A few years after purchasing the Ponce de Leon’s Fountain of Youth in 1927, Mr. Walter Fraser elected to plant some citrus trees in the southern part of the area. In 1934, a gardener was planting orange trees when he discovered a skeleton. The police were called, and it was quickly established that the remains were that of an aboriginal Native American. Further research by the Smithsonian Institution revealed that the entire area was covered with the graves of the first Christianized Native American burials in the United States. Some estimates place the number of burials at over 4,000. Over forty years later, the pattern of burials revealed the location of the 1587 Franciscan Mission of Nombre de Dios, the First Christian Mission in the United States – right here at Ponce de Leon’s Fountain of Youth Archaeological Park!

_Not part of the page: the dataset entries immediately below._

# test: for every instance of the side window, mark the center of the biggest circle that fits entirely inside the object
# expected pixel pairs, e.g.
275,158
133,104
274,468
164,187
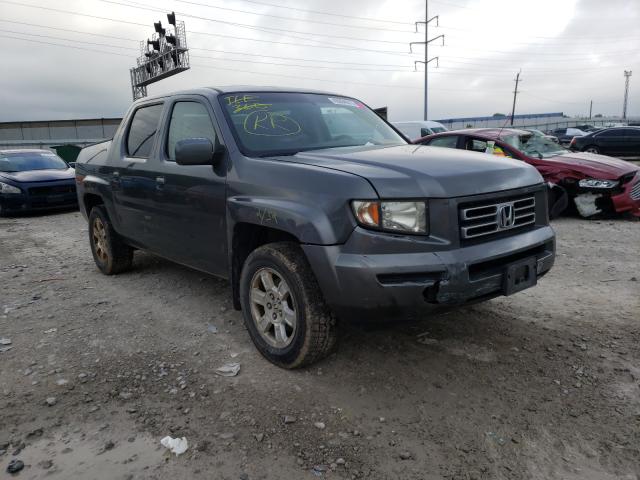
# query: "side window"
633,132
143,130
476,145
450,141
618,133
188,120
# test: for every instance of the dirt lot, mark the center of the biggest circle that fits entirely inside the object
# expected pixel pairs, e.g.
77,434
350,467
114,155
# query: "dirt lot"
541,385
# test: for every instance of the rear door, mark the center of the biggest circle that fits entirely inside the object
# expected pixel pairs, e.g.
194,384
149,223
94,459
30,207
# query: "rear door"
611,141
632,142
190,199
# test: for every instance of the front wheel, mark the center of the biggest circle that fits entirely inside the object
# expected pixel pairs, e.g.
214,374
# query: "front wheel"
592,149
283,308
109,251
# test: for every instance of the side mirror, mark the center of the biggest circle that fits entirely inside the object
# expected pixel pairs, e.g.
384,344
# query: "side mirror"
198,151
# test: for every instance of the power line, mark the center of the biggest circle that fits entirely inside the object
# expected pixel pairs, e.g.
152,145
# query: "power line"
287,31
196,48
328,67
292,19
235,37
220,68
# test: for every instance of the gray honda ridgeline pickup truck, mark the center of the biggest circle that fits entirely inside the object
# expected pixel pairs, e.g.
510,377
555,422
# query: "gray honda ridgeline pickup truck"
313,207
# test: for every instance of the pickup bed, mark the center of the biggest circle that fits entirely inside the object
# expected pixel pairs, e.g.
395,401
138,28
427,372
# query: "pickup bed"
314,208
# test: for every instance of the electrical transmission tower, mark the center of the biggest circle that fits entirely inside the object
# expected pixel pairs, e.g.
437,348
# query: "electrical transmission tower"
627,75
515,95
426,61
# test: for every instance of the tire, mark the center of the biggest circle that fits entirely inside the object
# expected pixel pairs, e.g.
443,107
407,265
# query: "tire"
298,328
109,251
591,149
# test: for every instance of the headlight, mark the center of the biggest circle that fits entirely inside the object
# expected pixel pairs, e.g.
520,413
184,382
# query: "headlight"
6,188
408,217
595,183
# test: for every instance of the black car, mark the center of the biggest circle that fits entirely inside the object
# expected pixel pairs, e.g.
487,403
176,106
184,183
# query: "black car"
35,180
619,141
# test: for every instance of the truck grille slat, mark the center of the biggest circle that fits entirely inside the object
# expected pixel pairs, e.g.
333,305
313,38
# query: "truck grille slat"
505,215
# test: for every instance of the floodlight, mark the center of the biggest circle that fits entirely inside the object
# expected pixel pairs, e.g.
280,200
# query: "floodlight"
159,29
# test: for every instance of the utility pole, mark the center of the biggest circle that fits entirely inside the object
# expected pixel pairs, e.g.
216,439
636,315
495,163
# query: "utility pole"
515,94
426,61
627,75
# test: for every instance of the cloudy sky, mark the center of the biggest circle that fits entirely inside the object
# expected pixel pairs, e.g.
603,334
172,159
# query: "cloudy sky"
569,52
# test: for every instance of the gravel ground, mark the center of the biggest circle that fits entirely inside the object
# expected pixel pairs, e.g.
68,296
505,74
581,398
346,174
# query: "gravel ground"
541,385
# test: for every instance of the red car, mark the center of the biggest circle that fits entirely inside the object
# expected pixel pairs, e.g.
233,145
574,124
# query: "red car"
595,183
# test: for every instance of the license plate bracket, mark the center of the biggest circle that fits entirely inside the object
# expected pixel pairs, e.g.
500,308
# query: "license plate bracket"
520,275
55,198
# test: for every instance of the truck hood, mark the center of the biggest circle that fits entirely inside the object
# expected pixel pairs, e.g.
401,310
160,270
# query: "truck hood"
406,171
594,166
39,175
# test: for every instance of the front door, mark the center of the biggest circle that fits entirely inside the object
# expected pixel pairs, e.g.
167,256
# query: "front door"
190,199
133,178
632,142
611,142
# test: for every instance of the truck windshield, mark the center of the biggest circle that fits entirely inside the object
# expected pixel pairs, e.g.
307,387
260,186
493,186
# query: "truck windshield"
268,124
22,162
535,146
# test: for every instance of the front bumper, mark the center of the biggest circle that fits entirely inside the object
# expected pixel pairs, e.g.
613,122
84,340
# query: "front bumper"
383,282
26,201
629,199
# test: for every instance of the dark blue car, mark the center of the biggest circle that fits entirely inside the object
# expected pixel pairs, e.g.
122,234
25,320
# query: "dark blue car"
35,180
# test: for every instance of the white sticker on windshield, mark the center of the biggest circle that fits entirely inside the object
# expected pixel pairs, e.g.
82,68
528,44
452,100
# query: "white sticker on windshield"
343,101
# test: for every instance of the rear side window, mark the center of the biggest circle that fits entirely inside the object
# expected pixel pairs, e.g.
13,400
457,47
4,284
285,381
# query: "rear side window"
142,131
476,145
448,142
613,133
632,132
188,120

Over time, a large number of Timucua burials were exposed in the Park, and the “Indian Burial Ground” became a part of the memories of tens of thousands of Florida schoolchildren. As the years passed, increasing sensitivity to the customs and culture of Native Americans prompted the December, 1991 reinterment of the remains, together with a full solemn Catholic Mass.
“St. Augustine, Florida is the first area in the continental United States where a European culture successfully blended with a native aboriginal culture over time, creating a unique fusion of cultures – Spanish and Timucua at first, and then African, French, English, Irish and Southeastern aboriginal American.